(Bloomberg) -- Ukraine urged Russia to pull back troops from its border as Secretary of State Antony Blinken warned the U.S. would impose “costs” on any Kremlin aggression.

Tensions between the two neighbors are the highest since the end of large-scale fighting in the conflict that began after President Vladimir Putin annexed Crimea in 2014. The war over the status of two breakaway regions in Ukraine’s east has already cost more than 13,000 lives.

The Foreign Ministry in Kyiv told Russia on Monday to cease what it called “military rhetoric and disinformation.” The Kremlin reiterated that its military movements are a response to the threat of a renewed offensive by Ukraine’s army -- a claim Ukraine denies.
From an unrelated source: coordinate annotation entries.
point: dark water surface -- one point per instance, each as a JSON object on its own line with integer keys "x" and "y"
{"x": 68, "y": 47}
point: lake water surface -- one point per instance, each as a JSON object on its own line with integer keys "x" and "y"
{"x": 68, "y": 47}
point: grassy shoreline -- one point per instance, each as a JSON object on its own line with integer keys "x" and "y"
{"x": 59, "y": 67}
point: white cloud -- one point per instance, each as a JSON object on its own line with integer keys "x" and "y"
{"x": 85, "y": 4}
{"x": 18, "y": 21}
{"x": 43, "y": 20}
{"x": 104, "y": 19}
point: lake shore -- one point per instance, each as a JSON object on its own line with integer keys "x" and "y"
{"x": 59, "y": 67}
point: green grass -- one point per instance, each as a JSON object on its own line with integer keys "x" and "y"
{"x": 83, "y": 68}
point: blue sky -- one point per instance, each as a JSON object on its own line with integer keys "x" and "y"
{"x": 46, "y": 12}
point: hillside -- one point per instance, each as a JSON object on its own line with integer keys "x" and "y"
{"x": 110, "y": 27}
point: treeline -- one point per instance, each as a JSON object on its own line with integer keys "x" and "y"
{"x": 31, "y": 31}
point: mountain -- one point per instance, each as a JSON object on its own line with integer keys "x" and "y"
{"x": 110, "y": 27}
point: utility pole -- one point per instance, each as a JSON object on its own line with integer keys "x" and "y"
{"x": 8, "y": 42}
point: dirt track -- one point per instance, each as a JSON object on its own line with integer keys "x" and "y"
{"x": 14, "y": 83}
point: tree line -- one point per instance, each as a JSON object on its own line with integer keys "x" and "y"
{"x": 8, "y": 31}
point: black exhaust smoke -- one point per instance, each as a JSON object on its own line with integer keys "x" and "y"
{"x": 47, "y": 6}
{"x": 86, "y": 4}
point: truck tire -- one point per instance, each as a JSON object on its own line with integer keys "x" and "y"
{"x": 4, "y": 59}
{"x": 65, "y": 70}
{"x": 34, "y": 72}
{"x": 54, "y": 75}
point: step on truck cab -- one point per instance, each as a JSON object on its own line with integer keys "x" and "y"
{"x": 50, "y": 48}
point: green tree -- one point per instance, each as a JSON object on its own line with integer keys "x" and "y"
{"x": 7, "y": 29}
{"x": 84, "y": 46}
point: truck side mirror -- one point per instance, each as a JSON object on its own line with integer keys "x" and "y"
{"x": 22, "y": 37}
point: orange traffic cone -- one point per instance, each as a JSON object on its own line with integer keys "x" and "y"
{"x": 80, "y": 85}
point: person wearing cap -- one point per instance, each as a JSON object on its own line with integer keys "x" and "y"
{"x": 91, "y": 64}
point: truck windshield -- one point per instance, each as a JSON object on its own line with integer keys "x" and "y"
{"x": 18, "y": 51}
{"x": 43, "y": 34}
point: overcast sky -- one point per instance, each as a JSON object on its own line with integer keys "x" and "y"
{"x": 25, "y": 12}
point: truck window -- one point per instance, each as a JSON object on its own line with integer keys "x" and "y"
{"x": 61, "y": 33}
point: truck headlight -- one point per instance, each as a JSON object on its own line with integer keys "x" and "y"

With Putin’s spokesman, Dmitry Peskov, talking last week about the risk of “full-scale military action” resuming, Ukraine’s allies have been rushing to calm nerves and head off potential missteps. Ukrainian President Volodymyr Zelenskiy visited his opposite number in Turkey, Recep Tayyip Erdogan -- who’s also a Putin ally -- at the weekend.

Ukraine wants the West to restrain Russia by hitting it with new sanctions. Blinken told NBC News on Sunday that the he’s in contact with European allies about Russian troop deployments.

President Joe Biden has made clear that “if Russia acts recklessly, or aggressively, there will be costs, there will be consequences,” Blinken said, without elaborating.

Ukraine accuses Russia stoking tensions to win leverage in talks over the future of the two restive regions, with the Kremlin long seeking a special status that would allow them to hamstring efforts by the government in Kyiv to push for membership of the European Union and NATO.

Ukraine’s Foreign Ministry said Monday in a statement that any resolution should adhere to peace accords signed in 2015 in Minsk. Zelenskiy’s spokeswoman, Yulia Mendel, called talks the only way to resolve the tensions.

“That’s why we push for talks in the Normandy format,” she said, referring to negotiations between Ukraine, Russia, Germany and France.

Ukraine said it’s also asked for one-on-one negotiations with Putin, though Peskov said such a request hadn’t been received.

Despite Russia fomenting and providing military and financial support to the conflict in eastern Ukraine, Peskov once again called it “an internal problem” on Monday. “Do we need to take measures to ensure our security? Yes we do,” he said in an interview broadcast on state television.